「ドクターイエロー」空から見たことある? 走る姿は神秘的! “黄色い理由”の効果!!

923形「ドクターイエロー」は、鉄道ファンのみならず多くの人々の人気者です。しかし車両の老朽化に伴い、2027年度までの完全引退が決定しました。空から「ドクターイエロー」の雄姿を紹介します。

そもそもなぜ黄色い?

 撮影前にはどういった絵がカッコイイか、誌面には使えるかなどを上空でイメージします。新幹線の回送線は工場や高層マンションが林立したなかを突っ切り、S字で縫うようにして田町に至ります。そこを「ドクターイエロー」がゆっくりと走ります。

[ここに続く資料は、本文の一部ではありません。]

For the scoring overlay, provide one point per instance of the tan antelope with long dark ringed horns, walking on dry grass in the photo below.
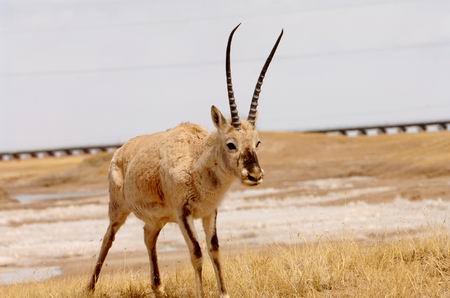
(182, 174)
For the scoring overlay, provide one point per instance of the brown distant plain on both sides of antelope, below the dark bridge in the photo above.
(286, 157)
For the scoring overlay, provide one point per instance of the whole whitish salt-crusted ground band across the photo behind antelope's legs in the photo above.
(244, 222)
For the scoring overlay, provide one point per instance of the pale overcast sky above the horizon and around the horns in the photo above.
(84, 72)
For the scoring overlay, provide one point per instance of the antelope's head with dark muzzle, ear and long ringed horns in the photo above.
(239, 141)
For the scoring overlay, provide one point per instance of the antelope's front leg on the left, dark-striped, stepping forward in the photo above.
(186, 223)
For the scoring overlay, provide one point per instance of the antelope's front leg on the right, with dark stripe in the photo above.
(209, 225)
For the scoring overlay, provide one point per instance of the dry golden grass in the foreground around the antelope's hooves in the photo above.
(408, 267)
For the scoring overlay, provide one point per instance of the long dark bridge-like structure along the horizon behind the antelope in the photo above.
(369, 130)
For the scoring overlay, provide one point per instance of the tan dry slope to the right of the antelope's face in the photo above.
(320, 156)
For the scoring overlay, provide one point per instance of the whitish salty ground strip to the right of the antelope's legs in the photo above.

 やがて本線と合流し、東京駅へ。東京モノレール、JR山手線、京浜東北線と、普段は白い車体の新幹線と離合する電車も、黄色い車体との離合となると新鮮味が増します。モノトーンな配色のビル群に囲まれたなかを行く「ドクターイエロー」は、屋根部分までレモンのように鮮やかなイエローを纏い、青のストライプがアクセントとなり、目に焼き付くほど印象的な姿でした。

 なるほど、この色だからこそ人々の人気者になるのでしょうね。それが神出鬼没な存在となると、神秘的にも思えるのです。

 そもそも「ドクターイエロー」がイエローの理由は、黄色にすることで停車中に旅客者の誤乗防止となり、夜間作業の闇夜でもイエローは目立つためとのこと。この色が採用されたのは東海道新幹線開業の1964(昭和39)年からで、921形新幹線軌道検測車と、新幹線試作車両B編成を改造した922形電気検測車(T1編成)が、イエロー地に青のストライプを纏って、新幹線の保守点検に活躍しました。

 その後のT2、T3編成もこのカラーを踏襲し、現在のT4、T5編成はフレッシュイエローという、若干鮮やかなイエローとなっています。